Much of the progress in the field of scientific modeling, according to Rosenblum (1994), came "from using algorithms with roots in both computer graphics and computer vision. One important research thread has been the topological representation of important features. Volume and hybrid visualization now produce 3D animations of complex flows. However, while impressive 3D visualizations have been generated for scalar parameters associated with fluid dynamics, vector and especially tensor portrayal has proven more difficult. Seminal methods have appeared, but much remains to do. Great strides have also occurred in visualization systems. The area of automated selection of visualizations especially requires more work. Nonetheless, the situation has much improved, with these tools increasingly accessible to scientists and engineers".

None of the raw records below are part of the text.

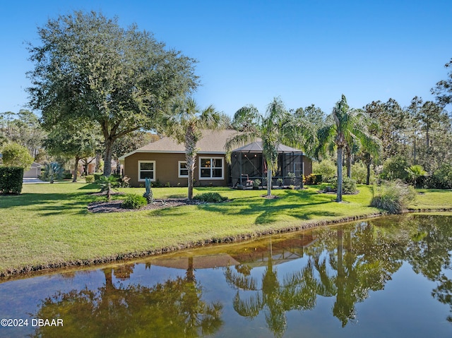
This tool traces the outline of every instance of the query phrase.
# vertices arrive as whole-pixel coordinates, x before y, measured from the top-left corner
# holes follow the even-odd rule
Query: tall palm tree
[[[267,195],[271,196],[272,171],[278,171],[278,147],[288,136],[290,115],[281,99],[275,97],[267,107],[265,116],[261,115],[254,106],[249,105],[239,109],[234,120],[237,121],[243,116],[249,116],[255,122],[247,124],[240,134],[227,140],[225,146],[227,152],[227,160],[230,162],[233,149],[261,138],[267,164]]]
[[[350,109],[344,95],[331,113],[333,122],[321,128],[318,131],[321,147],[324,150],[331,141],[337,148],[338,192],[336,201],[342,202],[343,162],[344,150],[359,143],[367,149],[378,147],[376,138],[368,131],[368,118],[361,109]]]
[[[170,107],[162,111],[160,122],[163,132],[179,143],[185,145],[185,158],[189,171],[189,200],[193,198],[193,178],[196,159],[196,143],[202,137],[203,129],[219,130],[225,127],[226,117],[213,105],[201,109],[191,97],[174,99]]]

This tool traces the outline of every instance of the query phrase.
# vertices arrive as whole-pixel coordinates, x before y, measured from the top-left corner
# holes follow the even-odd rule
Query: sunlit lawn
[[[89,194],[94,185],[61,183],[24,185],[20,195],[0,196],[0,272],[23,267],[88,261],[117,255],[179,248],[211,239],[300,227],[319,220],[378,212],[369,207],[371,188],[345,195],[337,203],[333,194],[318,193],[318,187],[273,191],[278,198],[261,196],[264,191],[196,188],[195,194],[217,191],[230,200],[108,214],[87,211],[90,202],[103,197]],[[141,195],[143,188],[124,188]],[[155,198],[185,197],[186,188],[153,188]],[[451,192],[427,191],[419,205],[452,205]],[[115,196],[116,198],[124,196]],[[436,202],[435,202],[436,201]],[[157,202],[158,203],[158,202]]]

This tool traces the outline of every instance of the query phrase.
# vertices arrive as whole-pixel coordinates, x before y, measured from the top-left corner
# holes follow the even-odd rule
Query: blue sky
[[[33,65],[24,42],[38,44],[38,26],[74,10],[117,16],[196,59],[199,106],[230,116],[249,104],[263,113],[274,97],[327,114],[342,94],[355,108],[432,99],[452,58],[450,0],[4,1],[0,112],[27,108]]]

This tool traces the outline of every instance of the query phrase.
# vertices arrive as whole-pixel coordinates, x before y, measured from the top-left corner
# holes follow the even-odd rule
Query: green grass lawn
[[[0,195],[0,274],[66,262],[102,261],[123,254],[143,254],[162,248],[215,240],[256,236],[296,229],[319,221],[342,219],[379,212],[369,207],[371,187],[344,195],[319,188],[274,190],[278,198],[261,196],[264,191],[198,188],[194,193],[216,191],[230,201],[108,214],[93,214],[87,205],[105,198],[89,193],[93,184],[59,183],[24,185],[20,195]],[[123,188],[141,195],[144,188]],[[186,188],[153,189],[157,199],[185,197]],[[452,205],[452,192],[422,191],[412,207],[436,209]],[[121,196],[115,196],[121,198]]]

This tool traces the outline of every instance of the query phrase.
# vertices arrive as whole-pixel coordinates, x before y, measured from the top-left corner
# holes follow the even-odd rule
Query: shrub
[[[383,164],[383,170],[381,174],[381,179],[407,181],[408,173],[405,169],[408,167],[410,167],[408,162],[403,156],[397,155],[388,158]]]
[[[443,162],[424,181],[427,188],[452,189],[452,164]]]
[[[121,188],[129,188],[130,186],[130,177],[126,175],[124,177],[119,179],[119,183]]]
[[[427,171],[419,164],[405,168],[405,171],[408,174],[408,179],[413,183],[415,187],[416,187],[420,178],[427,176]]]
[[[374,183],[370,205],[386,210],[390,214],[399,214],[415,197],[414,188],[400,180],[385,182],[380,186]]]
[[[193,199],[208,203],[220,203],[227,200],[227,198],[222,196],[218,193],[204,193],[196,195]]]
[[[0,192],[20,193],[23,181],[23,168],[0,167]]]
[[[111,200],[113,189],[117,190],[117,188],[119,186],[118,179],[112,175],[108,177],[102,175],[95,183],[100,186],[101,193],[107,193],[107,200]]]
[[[121,207],[124,209],[140,209],[148,204],[146,199],[136,195],[134,193],[130,193],[126,195],[126,198],[122,202]]]
[[[336,191],[338,190],[338,178],[334,177],[328,181],[331,184],[333,190]],[[342,179],[342,192],[345,194],[352,194],[357,191],[356,188],[356,181],[345,176]]]

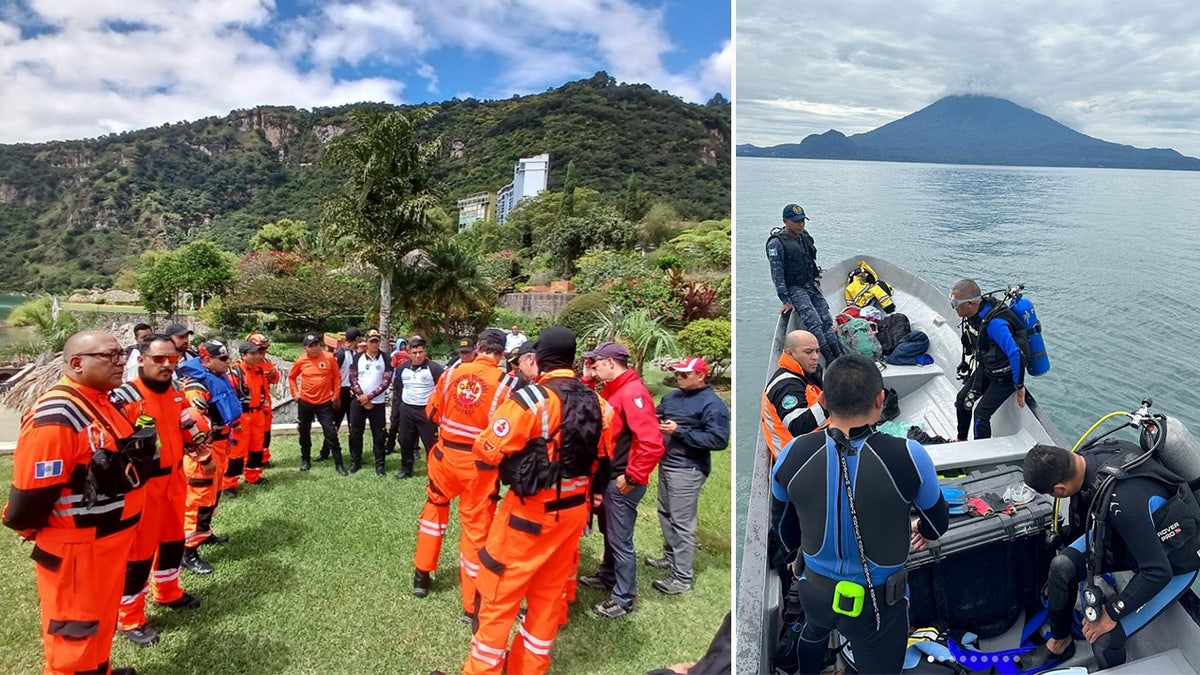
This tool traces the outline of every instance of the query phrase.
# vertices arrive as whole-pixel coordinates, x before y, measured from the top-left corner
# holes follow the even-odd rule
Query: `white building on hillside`
[[[521,157],[512,169],[512,183],[496,191],[496,222],[504,225],[517,202],[545,192],[548,179],[550,154]]]

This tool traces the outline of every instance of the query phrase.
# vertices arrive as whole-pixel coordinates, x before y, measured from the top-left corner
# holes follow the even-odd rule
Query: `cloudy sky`
[[[1200,156],[1200,4],[738,0],[738,143],[860,133],[950,94]]]
[[[257,104],[731,91],[728,0],[0,0],[0,143]]]

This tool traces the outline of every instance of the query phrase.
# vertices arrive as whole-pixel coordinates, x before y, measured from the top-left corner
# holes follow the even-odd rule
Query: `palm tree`
[[[479,257],[451,240],[410,251],[396,269],[396,286],[404,288],[397,307],[421,335],[460,335],[482,328],[482,316],[496,301],[496,291],[479,270]]]
[[[620,342],[629,350],[634,370],[641,375],[647,360],[680,353],[671,329],[661,317],[652,316],[649,310],[641,309],[626,312],[620,307],[611,307],[596,315],[595,321],[584,331],[584,338],[596,341]]]
[[[324,203],[325,219],[337,235],[355,241],[355,253],[379,273],[379,331],[391,324],[392,279],[404,256],[426,244],[436,231],[438,192],[433,163],[440,142],[421,143],[416,125],[431,108],[406,115],[356,108],[355,130],[338,136],[325,150],[325,162],[347,172],[342,192]],[[413,288],[402,288],[407,295]]]

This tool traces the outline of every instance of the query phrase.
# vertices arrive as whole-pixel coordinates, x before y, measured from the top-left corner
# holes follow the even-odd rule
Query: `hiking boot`
[[[613,583],[600,577],[599,574],[586,574],[578,578],[581,586],[587,586],[589,589],[599,589],[601,591],[611,591]]]
[[[413,573],[413,595],[424,598],[430,595],[430,586],[432,580],[430,579],[428,572],[422,572],[420,569]]]
[[[204,562],[196,549],[184,549],[184,560],[180,565],[193,574],[212,574],[212,566]]]
[[[592,608],[592,611],[595,611],[596,614],[604,616],[605,619],[619,619],[634,611],[634,607],[632,605],[628,608],[620,607],[619,604],[610,599],[595,605],[594,608]]]
[[[650,585],[654,586],[655,591],[667,596],[678,596],[679,593],[691,591],[691,584],[684,584],[683,581],[673,578],[660,579]]]
[[[143,623],[137,628],[130,628],[128,631],[121,631],[131,643],[139,647],[149,647],[150,645],[158,643],[158,632],[155,631],[149,623]]]
[[[653,567],[654,569],[671,569],[671,558],[667,556],[662,557],[648,557],[646,558],[646,565]]]
[[[1016,663],[1020,664],[1022,671],[1033,671],[1049,668],[1050,665],[1069,661],[1075,656],[1075,640],[1072,640],[1067,649],[1062,650],[1062,653],[1054,653],[1050,647],[1044,644],[1038,649],[1025,652],[1015,658]]]
[[[167,609],[199,609],[200,598],[193,596],[192,593],[184,593],[179,599],[170,601],[169,603],[155,603],[158,607],[164,607]]]

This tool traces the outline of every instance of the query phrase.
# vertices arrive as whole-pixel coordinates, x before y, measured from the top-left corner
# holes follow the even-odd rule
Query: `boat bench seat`
[[[913,392],[919,390],[928,382],[936,377],[942,377],[946,371],[942,366],[931,365],[892,365],[883,369],[883,388],[895,389],[902,399]]]

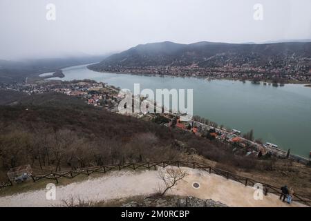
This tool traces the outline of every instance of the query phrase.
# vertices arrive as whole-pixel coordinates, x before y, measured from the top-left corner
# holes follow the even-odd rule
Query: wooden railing
[[[42,179],[48,179],[55,180],[57,183],[59,182],[59,179],[62,177],[72,179],[79,175],[89,175],[93,173],[106,173],[110,171],[120,171],[124,169],[131,169],[133,170],[137,169],[153,169],[156,170],[157,166],[165,168],[167,166],[173,166],[178,167],[190,167],[192,169],[200,169],[208,172],[209,173],[214,173],[225,177],[227,180],[232,180],[240,182],[246,186],[254,186],[256,184],[261,184],[263,185],[265,195],[269,193],[274,193],[281,195],[282,193],[281,189],[273,186],[268,184],[262,183],[254,180],[242,177],[236,174],[217,169],[211,166],[205,165],[198,162],[186,162],[182,161],[176,162],[143,162],[143,163],[131,163],[124,164],[118,165],[109,165],[88,167],[80,169],[74,171],[66,171],[59,172],[51,172],[49,173],[32,175],[31,177],[33,182],[37,182]],[[12,186],[13,184],[10,180],[0,182],[0,189],[3,187]],[[300,194],[294,193],[293,201],[296,201],[307,206],[311,206],[311,198],[303,196]]]

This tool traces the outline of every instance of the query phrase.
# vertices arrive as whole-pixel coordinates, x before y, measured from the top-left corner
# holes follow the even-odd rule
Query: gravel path
[[[191,195],[201,199],[212,199],[229,206],[303,206],[293,202],[283,203],[279,196],[268,194],[263,200],[254,199],[254,189],[243,184],[205,171],[182,168],[188,173],[183,181],[169,194]],[[199,187],[193,187],[193,184]],[[158,171],[112,171],[98,178],[75,182],[66,186],[57,186],[56,200],[48,200],[46,189],[28,191],[0,198],[0,206],[53,206],[61,205],[62,200],[71,198],[84,200],[100,201],[134,195],[149,195],[155,192],[162,181]]]

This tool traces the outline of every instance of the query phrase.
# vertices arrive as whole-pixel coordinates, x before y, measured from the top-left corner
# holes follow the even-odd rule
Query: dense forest
[[[209,159],[238,166],[254,168],[256,164],[234,155],[216,141],[110,113],[63,94],[35,95],[14,104],[0,106],[0,166],[3,173],[26,164],[59,171],[133,161],[176,160],[190,148]]]
[[[111,113],[64,94],[25,97],[0,90],[0,102],[1,180],[10,168],[28,164],[37,173],[195,159],[276,186],[287,183],[311,196],[310,168],[302,164],[233,153],[230,144]]]

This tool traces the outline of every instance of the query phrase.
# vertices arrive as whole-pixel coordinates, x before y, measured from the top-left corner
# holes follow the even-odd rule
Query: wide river
[[[249,81],[194,77],[143,76],[97,73],[86,65],[63,69],[62,80],[91,79],[133,90],[193,89],[194,115],[308,157],[311,151],[311,88],[300,84],[274,87]],[[58,79],[59,78],[52,78]]]

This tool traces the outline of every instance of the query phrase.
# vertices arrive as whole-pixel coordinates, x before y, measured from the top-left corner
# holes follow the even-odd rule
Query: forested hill
[[[310,42],[238,44],[202,41],[180,44],[164,41],[138,45],[113,55],[89,68],[100,71],[109,68],[186,66],[193,64],[202,68],[225,65],[277,66],[278,61],[287,60],[294,64],[299,59],[310,57]]]

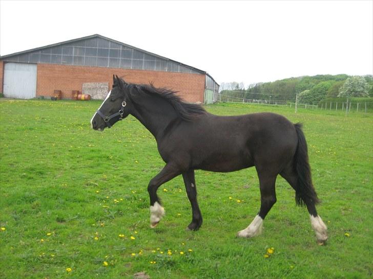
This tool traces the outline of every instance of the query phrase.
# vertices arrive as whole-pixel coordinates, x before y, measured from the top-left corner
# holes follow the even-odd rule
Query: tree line
[[[222,101],[239,98],[271,103],[294,102],[297,94],[300,102],[308,104],[317,104],[326,98],[373,97],[373,77],[318,75],[254,83],[247,88],[242,82],[220,84]]]

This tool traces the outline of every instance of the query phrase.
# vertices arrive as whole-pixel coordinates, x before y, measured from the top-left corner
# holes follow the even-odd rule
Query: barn
[[[172,89],[190,102],[213,103],[219,91],[204,71],[95,34],[0,57],[0,92],[31,99],[60,90],[63,99],[70,99],[78,90],[102,99],[113,74]]]

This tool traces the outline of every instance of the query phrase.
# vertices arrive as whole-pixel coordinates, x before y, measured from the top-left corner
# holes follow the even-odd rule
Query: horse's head
[[[111,128],[130,113],[127,105],[129,100],[125,89],[127,83],[117,76],[113,76],[113,88],[91,120],[94,130],[103,131],[107,127]]]

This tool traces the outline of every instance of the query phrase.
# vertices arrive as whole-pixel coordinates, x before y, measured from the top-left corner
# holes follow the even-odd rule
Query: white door
[[[6,63],[4,65],[4,97],[31,99],[36,96],[36,64]]]

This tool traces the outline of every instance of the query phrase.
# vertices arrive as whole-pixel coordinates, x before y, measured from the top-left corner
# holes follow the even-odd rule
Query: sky
[[[0,0],[0,55],[94,34],[218,83],[373,74],[371,0]]]

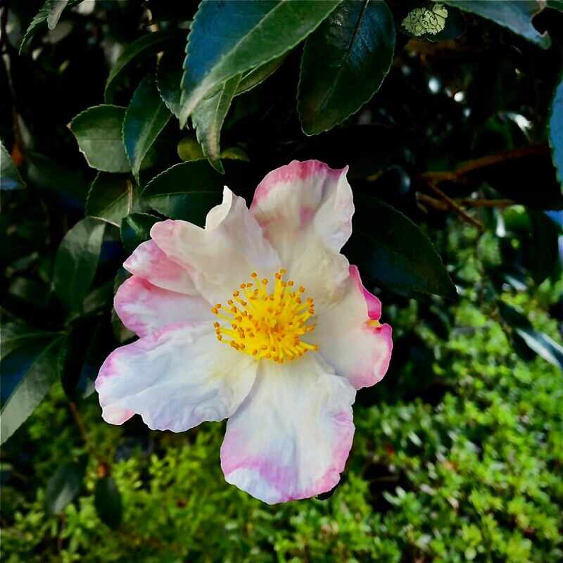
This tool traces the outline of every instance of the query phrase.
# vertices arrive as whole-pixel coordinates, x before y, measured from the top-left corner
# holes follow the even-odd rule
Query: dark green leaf
[[[121,240],[127,254],[151,238],[151,228],[160,219],[148,213],[132,213],[121,221]]]
[[[184,162],[205,158],[201,145],[194,135],[186,135],[178,143],[178,156]]]
[[[345,250],[350,262],[391,289],[457,296],[440,255],[410,219],[366,196],[356,196],[355,203],[353,230]]]
[[[507,27],[536,45],[547,49],[551,41],[532,24],[532,18],[541,11],[537,0],[443,0],[449,6],[472,12]]]
[[[27,177],[33,184],[80,201],[86,201],[88,186],[77,172],[38,153],[27,153],[25,158],[29,164]]]
[[[553,95],[550,110],[550,146],[557,177],[563,188],[563,75]]]
[[[123,120],[123,144],[135,177],[171,115],[158,94],[154,76],[148,75],[135,90]]]
[[[11,393],[0,412],[0,443],[21,426],[56,381],[62,342],[62,336],[56,335],[50,342],[44,338],[27,342],[2,361],[2,385],[8,381]]]
[[[63,239],[53,272],[55,293],[75,311],[82,310],[98,265],[106,222],[93,217],[79,221]]]
[[[541,211],[528,209],[531,224],[531,243],[528,252],[529,269],[539,285],[553,272],[559,260],[558,233],[555,224]]]
[[[125,108],[95,106],[79,113],[70,125],[88,164],[103,172],[129,172],[122,128]]]
[[[179,119],[182,76],[186,53],[179,44],[172,44],[164,51],[156,68],[156,85],[166,107]]]
[[[10,153],[0,142],[0,189],[22,189],[25,182],[20,176]]]
[[[58,20],[68,5],[68,0],[49,0],[47,27],[50,30],[54,30],[56,27]]]
[[[106,103],[110,103],[113,100],[115,88],[126,71],[145,57],[163,51],[166,44],[178,37],[181,32],[177,30],[156,31],[143,35],[129,45],[110,70],[106,82]]]
[[[215,87],[294,47],[339,4],[340,0],[203,0],[189,37],[180,121],[185,122]]]
[[[148,240],[148,238],[147,238],[146,240]],[[141,241],[141,242],[144,242],[144,241]],[[134,248],[133,250],[134,250]],[[118,270],[115,279],[113,280],[114,295],[118,293],[118,289],[119,289],[120,286],[129,277],[131,277],[131,274],[125,268],[121,267]],[[119,318],[118,313],[115,312],[115,307],[112,308],[111,310],[111,327],[113,329],[113,335],[120,344],[122,344],[137,336],[134,332],[130,331],[121,322],[121,319]]]
[[[305,133],[332,129],[379,89],[395,51],[395,23],[382,0],[343,2],[305,44],[298,110]]]
[[[563,370],[563,346],[547,334],[536,330],[528,319],[513,307],[499,301],[498,309],[502,318],[512,329],[512,339],[515,344],[525,344],[540,358]]]
[[[22,39],[22,44],[20,45],[20,52],[21,53],[23,46],[37,32],[46,21],[50,30],[54,29],[63,11],[77,6],[83,0],[46,0],[27,27],[23,39]]]
[[[45,510],[47,514],[59,514],[75,499],[82,485],[88,460],[84,456],[59,467],[47,481],[45,488]]]
[[[110,295],[113,297],[113,282]],[[108,318],[77,323],[67,336],[59,358],[59,375],[63,389],[70,400],[76,402],[94,392],[94,382],[100,366],[111,351]]]
[[[269,76],[272,75],[285,61],[288,53],[284,53],[276,58],[265,63],[255,68],[243,72],[239,85],[236,87],[235,96],[251,90],[255,86],[262,84]]]
[[[124,217],[140,206],[139,186],[129,176],[101,172],[88,192],[86,213],[119,227]]]
[[[0,325],[0,358],[3,358],[13,350],[27,346],[39,339],[53,339],[53,334],[39,330],[19,322],[3,322]],[[2,383],[5,383],[4,377]],[[2,386],[4,387],[4,386]],[[2,389],[4,392],[4,389]]]
[[[256,185],[246,163],[229,160],[223,166],[224,175],[213,170],[207,160],[177,164],[148,182],[143,198],[167,217],[203,225],[209,210],[221,203],[224,186],[236,191]]]
[[[96,483],[94,495],[96,512],[106,526],[113,530],[121,523],[121,494],[111,475],[101,477]]]
[[[198,103],[191,115],[203,154],[211,165],[222,174],[224,170],[219,156],[219,138],[239,80],[239,75],[234,76],[213,90]]]

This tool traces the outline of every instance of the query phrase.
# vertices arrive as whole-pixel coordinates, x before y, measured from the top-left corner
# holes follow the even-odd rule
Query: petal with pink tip
[[[137,413],[153,430],[182,432],[231,416],[257,366],[218,342],[212,324],[178,323],[114,350],[96,390],[107,422],[120,424]]]
[[[253,272],[271,275],[281,267],[244,200],[228,188],[222,203],[208,214],[205,229],[167,220],[155,224],[151,236],[169,258],[189,270],[197,289],[215,303],[248,282]]]
[[[364,287],[358,268],[350,265],[342,300],[319,315],[315,331],[308,335],[336,373],[355,389],[380,381],[389,366],[391,327],[379,323],[381,314],[381,302]]]
[[[113,305],[125,327],[139,336],[179,321],[208,321],[211,327],[215,320],[203,297],[163,289],[139,276],[120,286]]]
[[[305,286],[317,312],[338,301],[348,277],[348,262],[340,253],[354,213],[347,170],[293,160],[264,178],[251,205],[287,278]]]
[[[157,287],[188,295],[199,293],[188,270],[170,260],[154,241],[139,244],[123,267]]]
[[[228,483],[275,504],[333,488],[352,446],[355,392],[315,353],[262,361],[221,447]]]

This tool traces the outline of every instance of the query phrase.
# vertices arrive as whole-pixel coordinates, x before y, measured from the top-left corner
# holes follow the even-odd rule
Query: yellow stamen
[[[309,297],[303,302],[298,296],[305,293],[305,288],[301,286],[292,291],[295,284],[282,280],[285,273],[282,269],[275,274],[273,291],[268,293],[268,279],[260,280],[253,272],[251,277],[256,289],[251,289],[253,283],[241,284],[242,291],[234,291],[234,300],[227,301],[228,308],[221,303],[213,307],[211,312],[228,327],[213,323],[217,340],[257,359],[280,364],[284,360],[296,360],[310,350],[318,350],[316,344],[300,339],[315,329],[315,324],[305,324],[315,313],[313,299]],[[248,301],[241,298],[243,296]]]

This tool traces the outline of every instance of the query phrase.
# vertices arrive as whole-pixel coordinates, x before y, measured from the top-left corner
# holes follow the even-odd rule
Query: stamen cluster
[[[306,326],[315,314],[312,298],[302,298],[305,288],[293,289],[292,281],[282,279],[286,270],[275,275],[274,291],[269,293],[267,279],[241,284],[241,291],[233,293],[228,306],[217,303],[211,312],[229,324],[229,328],[213,323],[217,340],[229,343],[245,354],[283,363],[285,359],[301,358],[308,350],[318,350],[317,345],[308,344],[300,337],[315,329]]]

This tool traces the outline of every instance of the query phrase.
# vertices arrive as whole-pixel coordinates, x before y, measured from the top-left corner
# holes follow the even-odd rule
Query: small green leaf
[[[443,0],[443,4],[472,12],[507,27],[543,49],[551,41],[532,24],[532,18],[542,11],[544,3],[538,0]]]
[[[553,272],[559,260],[559,234],[553,221],[541,211],[526,210],[531,226],[531,242],[528,255],[529,268],[539,285]]]
[[[132,213],[121,221],[121,241],[127,254],[151,238],[151,228],[161,220],[148,213]]]
[[[4,443],[39,406],[57,379],[63,337],[53,335],[12,350],[2,361],[2,386],[10,394],[0,412],[0,443]],[[6,393],[2,390],[3,395]]]
[[[395,51],[395,23],[381,0],[343,2],[305,44],[298,110],[308,135],[327,131],[379,89]]]
[[[37,32],[46,21],[49,28],[53,30],[65,9],[74,8],[82,1],[83,0],[46,0],[27,27],[23,39],[22,39],[22,44],[20,45],[20,53],[22,52],[23,46]]]
[[[129,175],[98,173],[88,192],[87,215],[119,227],[124,217],[140,208],[139,186]]]
[[[340,1],[203,0],[189,37],[180,122],[185,122],[198,103],[219,84],[300,43]]]
[[[99,518],[115,530],[121,524],[121,493],[111,475],[101,477],[96,483],[94,505]]]
[[[23,189],[25,187],[25,182],[10,153],[0,142],[0,189]]]
[[[41,339],[52,340],[53,333],[34,329],[23,323],[3,322],[0,325],[0,358],[3,358],[13,350]]]
[[[79,172],[39,153],[27,153],[25,159],[30,182],[81,202],[86,201],[88,186]]]
[[[550,110],[550,146],[559,182],[563,188],[563,75],[559,77]]]
[[[172,117],[160,98],[154,76],[146,76],[133,94],[123,120],[123,144],[135,177],[141,163]]]
[[[137,64],[145,57],[163,51],[165,46],[175,37],[177,37],[181,32],[177,30],[156,31],[143,35],[129,45],[110,70],[108,80],[106,82],[104,94],[106,103],[111,103],[120,80],[131,67]]]
[[[269,76],[274,74],[279,68],[288,54],[288,53],[284,53],[283,55],[280,55],[280,56],[273,58],[263,65],[243,72],[234,95],[239,96],[241,94],[248,91],[248,90],[251,90],[255,86],[262,84]]]
[[[88,164],[102,172],[129,172],[122,129],[125,108],[95,106],[79,113],[69,127]]]
[[[113,298],[113,283],[109,293]],[[88,319],[75,323],[67,336],[59,357],[59,376],[69,400],[76,402],[94,393],[94,382],[102,362],[111,351],[111,333],[108,317]]]
[[[221,203],[224,186],[236,189],[255,185],[246,163],[229,160],[223,165],[224,176],[207,160],[177,164],[147,184],[143,198],[167,217],[203,225],[209,210]]]
[[[45,488],[45,510],[47,514],[60,514],[76,498],[86,473],[88,460],[84,456],[59,467],[47,481]]]
[[[379,200],[355,196],[353,230],[344,253],[384,287],[457,297],[434,245],[405,215]]]
[[[518,346],[524,344],[540,358],[563,371],[563,346],[547,334],[536,330],[530,321],[513,307],[499,301],[498,310],[512,329],[512,340],[517,351]]]
[[[164,51],[156,68],[156,85],[166,107],[178,118],[180,115],[182,76],[186,53],[173,43]]]
[[[198,103],[191,115],[203,154],[211,165],[222,174],[224,170],[219,154],[219,137],[240,78],[239,75],[234,76],[213,90]]]
[[[53,284],[57,297],[69,309],[82,310],[96,273],[105,229],[104,221],[87,217],[65,235],[59,245]]]
[[[178,156],[184,162],[198,160],[200,158],[205,158],[201,145],[194,135],[186,135],[181,139],[178,143],[177,152]]]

=== Research trends in Visualization ===
The field of visualization has undergone considerable changes since its founding in the late 1980s. From its origins in scientific visualization, new areas have arisen in the new Millennium . These include information visualization and, more recently, mobile visualization including location-aware computing, and visual analytics. Several new trends are emerging. The most important is the fusion of visualization techniques with other areas such as computer vision, data mining and data bases to promote broad-based advances. Another trend, which has not been well met to date by visualization researchers, is for algorithms to be combined with usability studies to assure that techniques and systems are well designed and that their value is quantified. This presentation will discuss current research trends in visualization as well as briefly discuss trends in U.S. research funding.

=== Foundations of Data and Visual Analytics ===
Rosenblum current program responsibilities at the NSF in 2008 is "Foundations of Data and Visual Analytics (FODAVA)" project. Those involved with science, engineering, commerce, health, and national security all increasingly face the challenge of synthesizing information and deriving insight from massive, dynamic, ambiguous and possibly conflicting digital data. The goal of collecting and examining these data is not to merely acquire information, but to derive increased understanding from it and to facilitate effective decision-making.

To capitalize on the opportunities provided by these data sets, a new, interdisciplinary field of science is emerging called "Data and Visual Analytics", which is defined as the science of analytical reasoning facilitated by interactive visual interfaces. Data and Visual Analytics requires interdisciplinary science, going beyond traditional scientific and information visualization to include statistics, mathematics, knowledge representation, management and discovery technologies, cognitive and perceptual sciences, decision sciences, and more. This solicitation is concerned only with a subset of the overall problem, namely the creation of the mathematical and computational sciences foundations required to transform data in ways that permit visual-based understanding.

To facilitate visual-based data exploration, it is necessary to discover new algorithms that will represent and transform all types of digital data into mathematical formulations and computational models that will subsequently enable efficient, effective visualization and analytic reasoning techniques.

==Publications==
Rosenblum has published over eighty scientific articles and has edited two books, including Scientific Visualization: Advances & Challenges.
- 1990. Visualization in scientific computing. Edited with Gregory M. Nielson and Bruce Shriver.
- 1991. Visualization '91, October 22–25, 1991, San Diego, California : proceedings / sponsored by IEEE Computer Society Technical Committee on Computer Graphics, in cooperation with ACM/SIGGRAPH. Edited with Gregory M. Nielson.
- 1994. Scientific Visualization : Advances and challenges. Academic Press.
- 1999. IEEE virtual reality : March 13–17, 1999, Houston, Texas : proceedings. Edited with Peter Astheimer, and Detlef Teichmann; sponsored by IEEE Computer Society Technical Committee on Visualization and Graphics.